Ancillary files are downloaded to the NCCS daily using curl or wget. A python script determines the correct date range and then adjusts the curl commands that download the latest files.
If the ancillary files are not available for a certain date range, we must prevent the corresponding epic files from entering processing, since we know they will fail. The processing script will process those files the next day.
Recent improvements to some pipelines involve using Earthaccess to download ancillary files. Earthaccess is a Python library for searching, downloading, and streaming NASA Earth science data.
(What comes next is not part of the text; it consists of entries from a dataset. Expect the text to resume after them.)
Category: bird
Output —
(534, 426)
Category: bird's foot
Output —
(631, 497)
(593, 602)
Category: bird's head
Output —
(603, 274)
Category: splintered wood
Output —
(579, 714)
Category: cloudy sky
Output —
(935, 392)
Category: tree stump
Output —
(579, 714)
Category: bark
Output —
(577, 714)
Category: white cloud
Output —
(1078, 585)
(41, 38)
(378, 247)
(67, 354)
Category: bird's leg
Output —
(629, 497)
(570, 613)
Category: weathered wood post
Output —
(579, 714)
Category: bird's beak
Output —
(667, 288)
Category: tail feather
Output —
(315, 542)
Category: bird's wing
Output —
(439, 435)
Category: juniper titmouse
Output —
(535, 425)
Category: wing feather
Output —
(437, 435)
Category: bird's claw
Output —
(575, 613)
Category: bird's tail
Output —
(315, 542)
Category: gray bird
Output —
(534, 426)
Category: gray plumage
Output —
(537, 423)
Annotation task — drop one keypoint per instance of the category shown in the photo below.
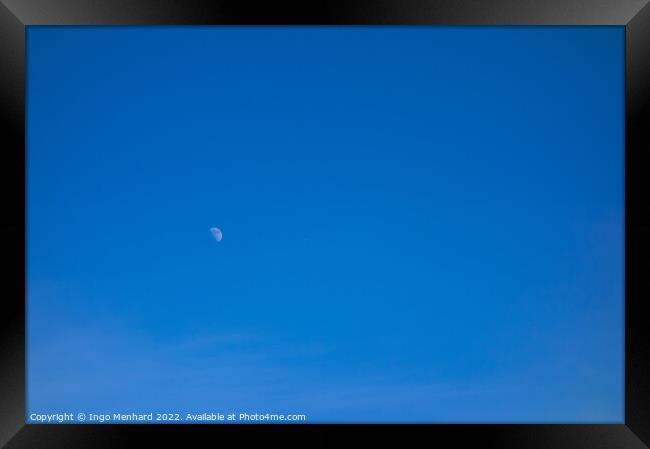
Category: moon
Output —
(216, 232)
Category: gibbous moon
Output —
(216, 232)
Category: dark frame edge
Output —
(12, 224)
(637, 223)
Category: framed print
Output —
(393, 220)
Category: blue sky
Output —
(419, 224)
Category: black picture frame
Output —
(15, 15)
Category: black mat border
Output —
(16, 14)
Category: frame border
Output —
(15, 15)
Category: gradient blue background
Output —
(419, 224)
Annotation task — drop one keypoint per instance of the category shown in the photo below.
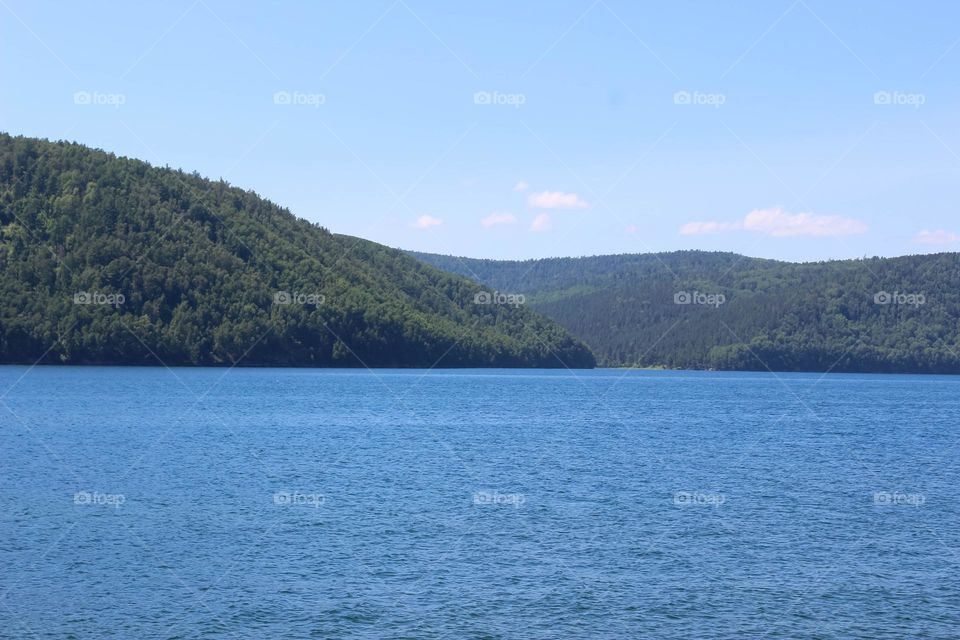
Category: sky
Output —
(790, 129)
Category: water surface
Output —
(256, 503)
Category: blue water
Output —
(253, 503)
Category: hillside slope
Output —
(110, 260)
(720, 310)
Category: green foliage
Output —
(783, 316)
(198, 264)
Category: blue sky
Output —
(798, 130)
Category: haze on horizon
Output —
(796, 130)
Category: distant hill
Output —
(110, 260)
(666, 310)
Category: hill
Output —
(707, 310)
(108, 260)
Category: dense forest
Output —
(704, 310)
(110, 260)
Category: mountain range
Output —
(708, 310)
(109, 260)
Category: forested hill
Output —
(696, 309)
(110, 260)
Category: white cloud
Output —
(498, 218)
(540, 223)
(556, 200)
(940, 236)
(706, 228)
(776, 222)
(425, 222)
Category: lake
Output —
(295, 503)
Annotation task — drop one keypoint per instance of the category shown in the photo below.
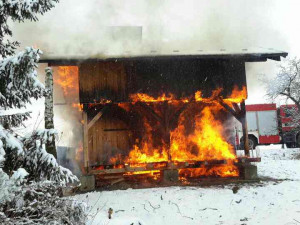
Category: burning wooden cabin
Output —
(161, 112)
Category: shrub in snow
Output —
(41, 203)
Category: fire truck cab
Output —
(289, 137)
(262, 125)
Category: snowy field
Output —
(268, 202)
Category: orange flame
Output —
(68, 79)
(206, 142)
(141, 97)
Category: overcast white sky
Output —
(207, 24)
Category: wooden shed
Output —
(107, 81)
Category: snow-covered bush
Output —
(41, 203)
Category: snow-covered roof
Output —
(247, 54)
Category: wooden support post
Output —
(95, 119)
(85, 141)
(167, 131)
(245, 128)
(49, 122)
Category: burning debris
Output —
(161, 116)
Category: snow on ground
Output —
(266, 203)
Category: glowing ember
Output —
(78, 106)
(141, 97)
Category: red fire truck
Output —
(269, 125)
(262, 120)
(289, 136)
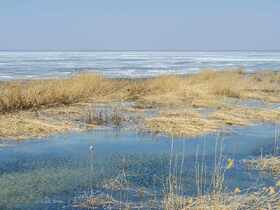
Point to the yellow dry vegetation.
(218, 90)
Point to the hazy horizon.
(91, 25)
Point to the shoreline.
(36, 108)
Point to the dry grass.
(245, 116)
(27, 125)
(209, 89)
(269, 164)
(22, 95)
(187, 123)
(265, 199)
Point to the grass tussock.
(269, 164)
(208, 88)
(27, 125)
(245, 116)
(217, 90)
(22, 95)
(188, 123)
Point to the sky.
(139, 25)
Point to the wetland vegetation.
(190, 142)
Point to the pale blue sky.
(139, 25)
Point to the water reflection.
(124, 168)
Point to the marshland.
(208, 140)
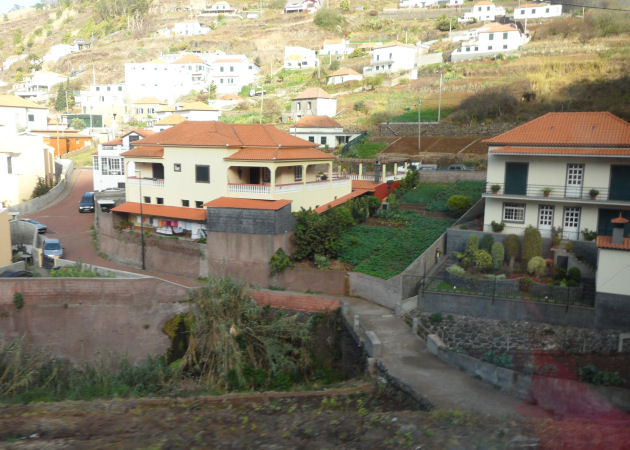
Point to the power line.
(594, 7)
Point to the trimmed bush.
(536, 266)
(532, 244)
(486, 242)
(498, 254)
(472, 244)
(457, 205)
(482, 260)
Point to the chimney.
(618, 228)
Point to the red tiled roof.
(146, 152)
(312, 93)
(606, 242)
(583, 129)
(563, 151)
(278, 154)
(341, 200)
(171, 212)
(245, 203)
(221, 134)
(317, 122)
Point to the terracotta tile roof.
(172, 119)
(496, 27)
(606, 242)
(227, 135)
(562, 151)
(13, 101)
(145, 152)
(345, 71)
(582, 129)
(171, 212)
(317, 122)
(278, 154)
(196, 106)
(190, 59)
(312, 93)
(245, 203)
(394, 44)
(149, 101)
(363, 185)
(340, 201)
(114, 142)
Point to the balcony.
(155, 182)
(557, 192)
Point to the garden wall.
(506, 309)
(81, 318)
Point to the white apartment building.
(490, 40)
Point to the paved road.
(72, 228)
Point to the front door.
(575, 179)
(571, 223)
(545, 220)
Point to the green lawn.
(383, 251)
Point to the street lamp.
(138, 175)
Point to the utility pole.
(440, 98)
(419, 106)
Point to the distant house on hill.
(313, 102)
(343, 76)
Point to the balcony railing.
(558, 192)
(155, 182)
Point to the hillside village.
(449, 174)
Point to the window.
(202, 174)
(514, 212)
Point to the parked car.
(52, 247)
(87, 202)
(17, 274)
(41, 228)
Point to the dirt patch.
(352, 417)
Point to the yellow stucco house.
(564, 170)
(172, 174)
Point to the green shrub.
(532, 244)
(498, 255)
(486, 242)
(279, 261)
(482, 260)
(472, 244)
(536, 266)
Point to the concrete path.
(406, 358)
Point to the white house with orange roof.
(565, 170)
(392, 57)
(338, 47)
(322, 130)
(299, 58)
(490, 40)
(537, 11)
(313, 102)
(483, 11)
(177, 172)
(344, 75)
(108, 167)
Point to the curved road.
(72, 228)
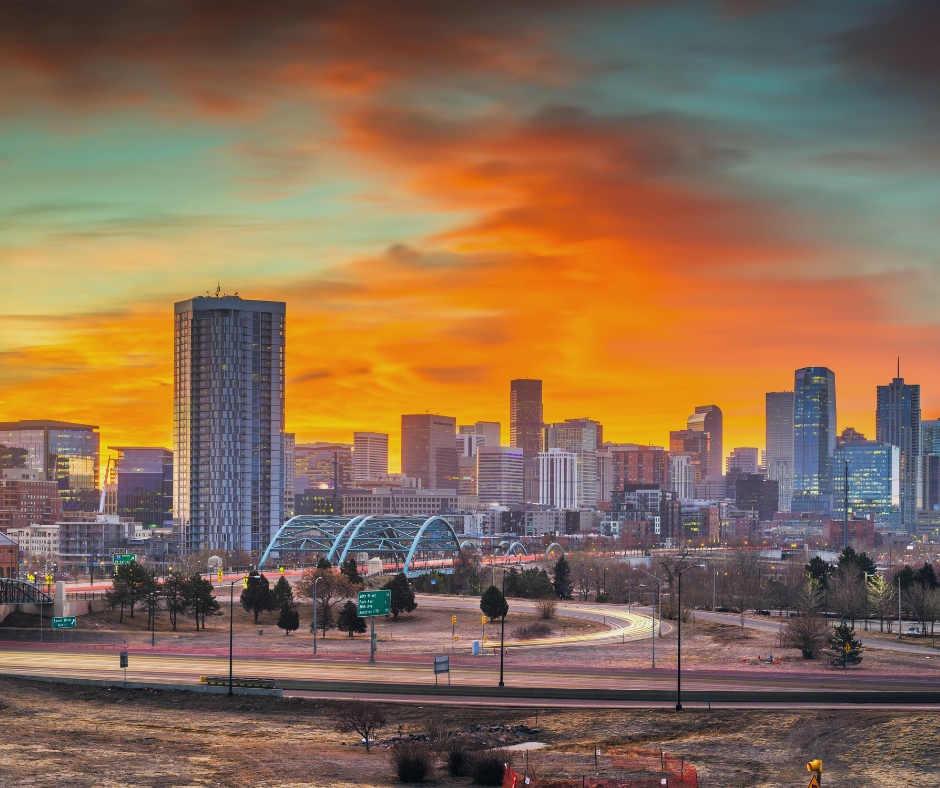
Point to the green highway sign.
(374, 603)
Earthaccess allows downloading by date range, and will return the names of all available files, making it easier to determine if processing can go forward. Earthaccess will be integrated into all EPIC pipelines in the future.
Ancillary data must be downloaded outside of a batch computing environment. Scripts that download data must be done as a cron job and not part of a slurm script. This can cause issues as we do not have precise control over when a slurm script where the main data processing happens, is executed. To prevent conflicts, download scripts are scheduled several hours before the main processing scripts.
9 Daily images
Daily images are produced using Level 2 datasets to help users visualize the data. Some products can be found on the website, including a cloud-cleared Enhanced EPIC image, UVAI, and cloud maps. We also produce Cloud Height, Ocean Surface, and MAIAC (Multi-Angle Implementation of Atmospheric Correction) daily images. Images are produced using Python or IDL code on the NCCS and then sent to the EPIC website and the ASDC. Users can view images by date on the EPIC website, http://epic.gsfc.nasa.gov. Figure 3 shows examples of daily images.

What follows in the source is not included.